La pobreza y la miseria es peor que hace un lustro, y en Chile hay más familias viviendo en campamentos que para el Bicentenario. El crecimiento económico del período 1984-2008 (con algunas caídas) hoy lo vemos con una distancia que parece estar mirando hacia otro país, que disminuía la pobreza y ampliaba las oportunidades.
Comprender el tiempo histórico resulta fundamental, y se hace todavía más necesario tras el 4 de septiembre. No se trata de caer en un inmovilismo constitucional, por cuanto es necesario enfrentar esa discordia con inteligencia y la debida urgencia. Pero también es preciso afinar el diagnóstico, sincerar las posiciones y poner objetivos claros y medibles.
La discusión constituyente no puede ser una fórmula para posponer la resolución de los problemas sociales tan dolorosos como urgentes, en tanto es posible seguir avanzando en fórmulas que permitan resolver los problemas políticos, económicos y sociales de Chile.

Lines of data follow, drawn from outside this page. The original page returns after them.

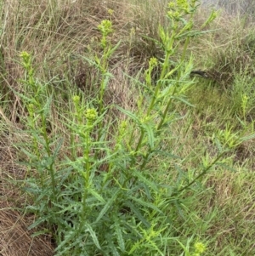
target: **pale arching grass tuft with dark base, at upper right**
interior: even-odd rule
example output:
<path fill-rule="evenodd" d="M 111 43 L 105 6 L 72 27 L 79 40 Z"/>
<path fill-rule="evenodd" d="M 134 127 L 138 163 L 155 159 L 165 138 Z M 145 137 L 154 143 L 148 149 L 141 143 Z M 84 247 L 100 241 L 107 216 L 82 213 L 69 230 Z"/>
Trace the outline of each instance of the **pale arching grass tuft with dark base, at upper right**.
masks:
<path fill-rule="evenodd" d="M 202 24 L 205 14 L 207 10 L 202 8 L 198 23 Z M 251 50 L 253 26 L 241 14 L 232 15 L 222 9 L 218 18 L 207 27 L 212 32 L 200 37 L 197 44 L 193 43 L 192 52 L 199 56 L 197 67 L 207 71 L 220 88 L 231 88 L 237 74 L 255 75 L 254 50 Z"/>

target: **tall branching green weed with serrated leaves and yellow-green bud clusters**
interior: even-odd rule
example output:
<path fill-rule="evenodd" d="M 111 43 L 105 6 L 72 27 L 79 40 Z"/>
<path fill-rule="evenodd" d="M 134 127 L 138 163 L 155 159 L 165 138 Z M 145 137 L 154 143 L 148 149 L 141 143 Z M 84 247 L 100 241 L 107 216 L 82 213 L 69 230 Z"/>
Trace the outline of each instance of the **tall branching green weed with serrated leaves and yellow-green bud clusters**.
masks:
<path fill-rule="evenodd" d="M 139 87 L 137 109 L 129 111 L 119 105 L 105 105 L 105 90 L 111 81 L 109 63 L 111 54 L 120 43 L 111 45 L 111 20 L 103 20 L 101 55 L 87 60 L 100 72 L 98 96 L 89 99 L 86 94 L 72 95 L 72 118 L 65 117 L 63 125 L 70 131 L 70 141 L 53 138 L 49 115 L 53 96 L 48 84 L 37 81 L 31 65 L 31 55 L 20 55 L 26 76 L 21 81 L 24 92 L 17 93 L 27 111 L 27 134 L 30 146 L 20 146 L 31 169 L 25 185 L 35 213 L 31 229 L 54 236 L 56 255 L 201 255 L 205 247 L 193 237 L 182 237 L 179 232 L 179 214 L 182 198 L 208 170 L 224 160 L 229 149 L 247 139 L 226 130 L 218 139 L 218 155 L 210 160 L 207 153 L 201 158 L 201 169 L 192 179 L 180 179 L 166 185 L 150 173 L 150 164 L 157 156 L 173 157 L 171 149 L 162 150 L 164 134 L 179 118 L 175 104 L 188 104 L 184 94 L 192 89 L 190 80 L 192 56 L 187 55 L 190 38 L 199 36 L 194 31 L 194 14 L 198 1 L 177 0 L 168 4 L 169 26 L 159 28 L 164 58 L 152 57 L 144 72 L 144 82 L 133 79 Z M 214 13 L 206 26 L 215 18 Z M 173 66 L 171 58 L 178 56 Z M 153 71 L 160 75 L 153 80 Z M 111 110 L 124 118 L 116 118 Z M 60 136 L 61 137 L 61 136 Z M 217 138 L 217 135 L 212 139 Z M 238 143 L 237 143 L 238 142 Z M 64 146 L 70 150 L 59 156 Z M 181 146 L 181 145 L 180 145 Z M 173 162 L 174 162 L 173 157 Z M 166 170 L 167 171 L 167 170 Z M 188 175 L 188 174 L 187 174 Z M 187 196 L 187 195 L 186 195 Z M 198 235 L 197 235 L 198 236 Z M 184 246 L 184 239 L 187 246 Z M 182 253 L 183 252 L 183 253 Z"/>

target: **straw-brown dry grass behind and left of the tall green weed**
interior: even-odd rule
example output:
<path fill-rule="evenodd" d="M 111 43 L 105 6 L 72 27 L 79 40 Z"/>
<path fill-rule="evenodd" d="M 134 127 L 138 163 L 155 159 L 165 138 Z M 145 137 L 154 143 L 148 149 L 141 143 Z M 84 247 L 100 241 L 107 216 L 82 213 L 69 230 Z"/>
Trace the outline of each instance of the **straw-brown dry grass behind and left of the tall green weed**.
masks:
<path fill-rule="evenodd" d="M 108 9 L 113 9 L 109 14 Z M 23 106 L 20 99 L 14 96 L 10 88 L 20 90 L 17 82 L 23 77 L 20 68 L 19 54 L 27 51 L 34 57 L 33 62 L 39 79 L 47 81 L 55 77 L 56 90 L 60 94 L 66 87 L 82 89 L 88 92 L 91 84 L 95 83 L 97 76 L 94 67 L 89 66 L 82 60 L 81 56 L 90 57 L 99 52 L 99 31 L 96 27 L 101 20 L 111 19 L 116 37 L 112 37 L 112 43 L 120 38 L 122 47 L 118 49 L 112 60 L 112 80 L 108 96 L 105 100 L 111 103 L 129 103 L 130 92 L 127 90 L 128 79 L 123 75 L 137 72 L 149 54 L 139 51 L 139 45 L 143 39 L 137 34 L 143 28 L 139 25 L 140 12 L 133 13 L 135 4 L 116 1 L 8 1 L 2 4 L 0 10 L 3 16 L 3 34 L 0 38 L 1 59 L 1 99 L 6 102 L 1 109 L 1 145 L 0 145 L 0 254 L 3 256 L 14 255 L 53 255 L 53 246 L 50 237 L 31 237 L 31 231 L 27 227 L 31 225 L 33 217 L 27 217 L 16 211 L 20 208 L 26 198 L 20 197 L 20 190 L 12 185 L 12 180 L 22 180 L 26 171 L 20 169 L 18 162 L 20 152 L 14 147 L 14 143 L 26 141 L 20 133 L 19 116 L 24 116 Z M 32 14 L 32 15 L 31 15 Z M 134 27 L 136 37 L 131 35 Z M 137 42 L 140 40 L 140 43 Z M 148 47 L 150 49 L 150 47 Z M 63 84 L 59 81 L 66 79 L 69 83 Z M 124 82 L 125 81 L 125 82 Z M 66 93 L 66 92 L 65 92 Z M 127 95 L 128 94 L 128 95 Z M 114 97 L 112 98 L 112 95 Z M 55 102 L 55 110 L 52 111 L 54 119 L 54 133 L 64 133 L 59 118 L 59 108 L 69 108 L 65 99 Z M 20 127 L 20 128 L 19 128 Z M 22 131 L 21 131 L 22 132 Z M 20 135 L 17 135 L 17 134 Z M 21 136 L 21 137 L 20 137 Z M 66 134 L 68 137 L 68 134 Z"/>

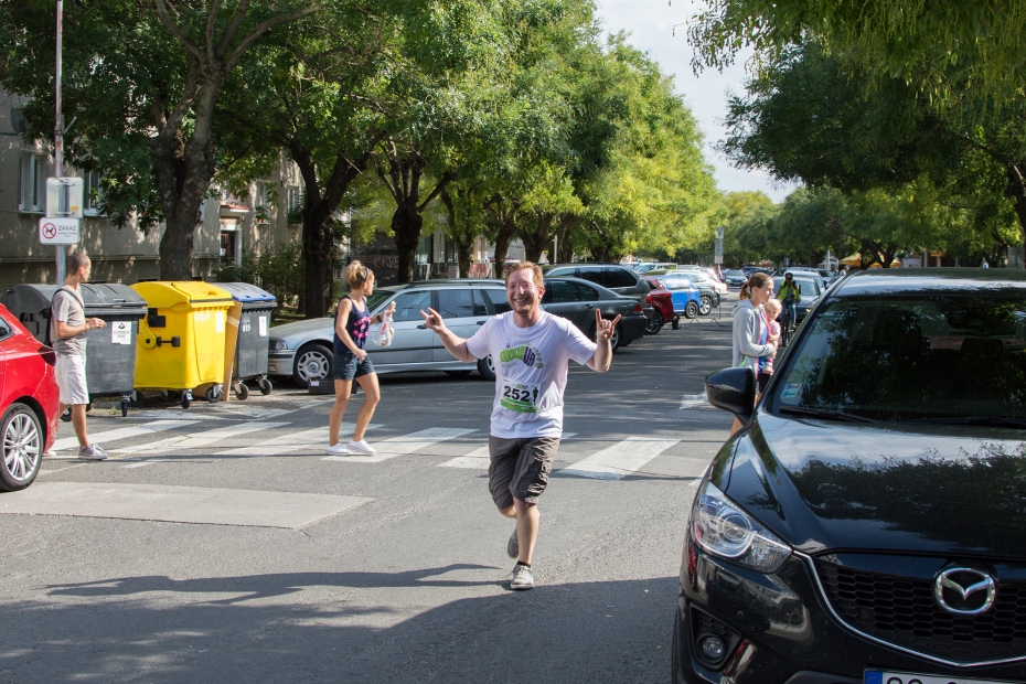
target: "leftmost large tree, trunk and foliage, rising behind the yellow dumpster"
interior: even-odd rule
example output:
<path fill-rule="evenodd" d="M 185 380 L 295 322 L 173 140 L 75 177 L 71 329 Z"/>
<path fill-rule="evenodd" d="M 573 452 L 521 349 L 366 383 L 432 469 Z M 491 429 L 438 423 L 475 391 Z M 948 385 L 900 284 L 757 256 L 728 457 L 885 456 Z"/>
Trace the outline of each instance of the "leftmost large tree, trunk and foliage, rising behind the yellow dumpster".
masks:
<path fill-rule="evenodd" d="M 319 6 L 290 0 L 140 4 L 83 0 L 65 7 L 67 159 L 107 170 L 108 209 L 141 226 L 164 222 L 161 277 L 191 276 L 200 203 L 225 154 L 214 110 L 236 67 L 272 28 Z M 32 136 L 54 130 L 54 13 L 39 0 L 0 4 L 0 85 L 32 97 Z"/>

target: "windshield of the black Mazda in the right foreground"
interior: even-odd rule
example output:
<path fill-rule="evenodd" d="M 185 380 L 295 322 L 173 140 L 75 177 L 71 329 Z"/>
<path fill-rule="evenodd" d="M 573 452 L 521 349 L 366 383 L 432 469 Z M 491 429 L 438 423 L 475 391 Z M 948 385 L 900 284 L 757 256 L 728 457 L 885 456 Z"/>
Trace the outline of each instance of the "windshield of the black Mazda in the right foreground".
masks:
<path fill-rule="evenodd" d="M 780 414 L 987 423 L 1026 418 L 1026 299 L 826 302 L 770 397 Z"/>

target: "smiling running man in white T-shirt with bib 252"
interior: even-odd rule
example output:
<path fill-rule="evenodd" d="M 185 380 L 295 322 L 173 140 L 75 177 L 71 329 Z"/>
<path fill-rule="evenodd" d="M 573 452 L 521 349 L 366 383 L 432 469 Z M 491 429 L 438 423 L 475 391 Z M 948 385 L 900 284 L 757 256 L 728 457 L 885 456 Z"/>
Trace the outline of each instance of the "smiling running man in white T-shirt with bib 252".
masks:
<path fill-rule="evenodd" d="M 470 363 L 489 354 L 495 365 L 488 450 L 488 487 L 499 512 L 516 519 L 506 544 L 513 567 L 512 589 L 531 589 L 531 557 L 538 536 L 538 496 L 563 436 L 563 393 L 569 360 L 605 373 L 612 362 L 610 339 L 620 322 L 595 311 L 597 344 L 574 323 L 542 310 L 545 293 L 542 269 L 531 261 L 506 271 L 506 299 L 512 311 L 488 320 L 464 340 L 446 328 L 434 309 L 420 313 L 449 353 Z"/>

Nada de eso se logra con discursos altisonantes, descalificación de los adversarios ni análisis frívolos de la realidad. Se requiere una comprensión más fina, que incorpore la variación de los resultados electorales (Bachelet-Piñera-Bachelet-Piñera-Boric), la descomposición de los respaldos políticos (lo han sufrido claramente los tres últimos gobernantes) y la certeza de que no hay sector que tenga, por sí mismo, un amplio respaldo ciudadano, como lo tuvo por ejemplo la execrada Concertación.

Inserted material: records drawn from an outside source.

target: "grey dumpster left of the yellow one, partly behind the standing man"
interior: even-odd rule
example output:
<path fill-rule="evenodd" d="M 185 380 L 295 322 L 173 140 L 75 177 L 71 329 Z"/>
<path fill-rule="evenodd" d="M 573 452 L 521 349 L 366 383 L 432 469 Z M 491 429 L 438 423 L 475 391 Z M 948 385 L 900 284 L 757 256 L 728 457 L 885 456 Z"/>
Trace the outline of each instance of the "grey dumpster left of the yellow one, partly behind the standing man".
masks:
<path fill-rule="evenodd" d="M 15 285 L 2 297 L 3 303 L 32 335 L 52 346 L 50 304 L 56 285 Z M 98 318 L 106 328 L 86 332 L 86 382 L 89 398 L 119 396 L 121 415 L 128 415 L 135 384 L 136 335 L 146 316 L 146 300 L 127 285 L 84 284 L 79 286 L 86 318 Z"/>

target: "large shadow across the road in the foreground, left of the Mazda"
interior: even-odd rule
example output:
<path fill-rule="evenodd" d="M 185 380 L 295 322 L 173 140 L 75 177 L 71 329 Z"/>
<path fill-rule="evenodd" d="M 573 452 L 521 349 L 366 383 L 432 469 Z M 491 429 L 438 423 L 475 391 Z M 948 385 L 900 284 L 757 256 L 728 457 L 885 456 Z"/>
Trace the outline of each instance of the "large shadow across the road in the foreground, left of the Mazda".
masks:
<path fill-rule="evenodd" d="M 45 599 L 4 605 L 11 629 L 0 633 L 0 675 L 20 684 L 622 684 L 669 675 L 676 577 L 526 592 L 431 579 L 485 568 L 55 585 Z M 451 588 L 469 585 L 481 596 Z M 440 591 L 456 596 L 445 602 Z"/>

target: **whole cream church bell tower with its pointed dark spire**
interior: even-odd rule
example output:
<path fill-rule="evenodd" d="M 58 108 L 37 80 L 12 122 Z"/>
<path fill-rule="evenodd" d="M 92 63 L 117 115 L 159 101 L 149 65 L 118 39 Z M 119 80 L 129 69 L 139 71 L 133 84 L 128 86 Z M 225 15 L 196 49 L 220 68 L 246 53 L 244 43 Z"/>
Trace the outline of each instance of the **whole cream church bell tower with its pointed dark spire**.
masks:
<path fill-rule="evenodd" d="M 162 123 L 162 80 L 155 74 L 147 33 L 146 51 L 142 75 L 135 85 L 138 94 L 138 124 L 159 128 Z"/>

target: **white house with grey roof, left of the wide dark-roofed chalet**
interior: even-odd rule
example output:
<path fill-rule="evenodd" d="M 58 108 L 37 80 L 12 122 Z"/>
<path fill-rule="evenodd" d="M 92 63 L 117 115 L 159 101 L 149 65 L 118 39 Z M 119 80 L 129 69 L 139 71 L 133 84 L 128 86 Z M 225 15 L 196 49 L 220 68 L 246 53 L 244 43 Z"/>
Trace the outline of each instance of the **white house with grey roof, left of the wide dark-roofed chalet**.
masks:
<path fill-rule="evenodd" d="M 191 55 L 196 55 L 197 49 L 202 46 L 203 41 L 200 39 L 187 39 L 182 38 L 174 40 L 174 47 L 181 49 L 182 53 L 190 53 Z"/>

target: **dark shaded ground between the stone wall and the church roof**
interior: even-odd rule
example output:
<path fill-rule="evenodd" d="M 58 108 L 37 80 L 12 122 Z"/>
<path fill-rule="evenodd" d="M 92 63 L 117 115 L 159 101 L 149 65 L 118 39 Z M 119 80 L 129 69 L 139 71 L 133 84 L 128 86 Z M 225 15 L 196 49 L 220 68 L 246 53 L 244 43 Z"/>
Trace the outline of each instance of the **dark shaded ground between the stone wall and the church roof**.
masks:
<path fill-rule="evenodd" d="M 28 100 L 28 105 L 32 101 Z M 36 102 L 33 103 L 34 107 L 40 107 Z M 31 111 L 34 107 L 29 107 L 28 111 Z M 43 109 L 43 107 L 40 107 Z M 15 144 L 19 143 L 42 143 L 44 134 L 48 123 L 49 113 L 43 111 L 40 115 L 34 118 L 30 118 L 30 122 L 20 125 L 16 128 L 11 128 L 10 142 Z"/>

Por último, es necesario comprender que no se pueden procrastinar sistemáticamente los problemas sociales. El gobierno y el Congreso Nacional deben revitalizar en el discurso público y en la vida diaria la importancia del crecimiento económico. Además deben asumir con decisión y urgencia la necesidad de un gran Pacto Cívico Social, que ponga en el corazón de la política nacional aquellos problemas que afectan a tantos compatriotas, que hoy parecen olvidados o postergados con tanta torpeza como indolencia.
La política tiene sus tiempos, pero debe administrarlos adecuadamente. De lo contrario, es muy posible que los problemas persistan y los dolores se perpetúen, en lo que sería un nuevo fracaso de las instituciones.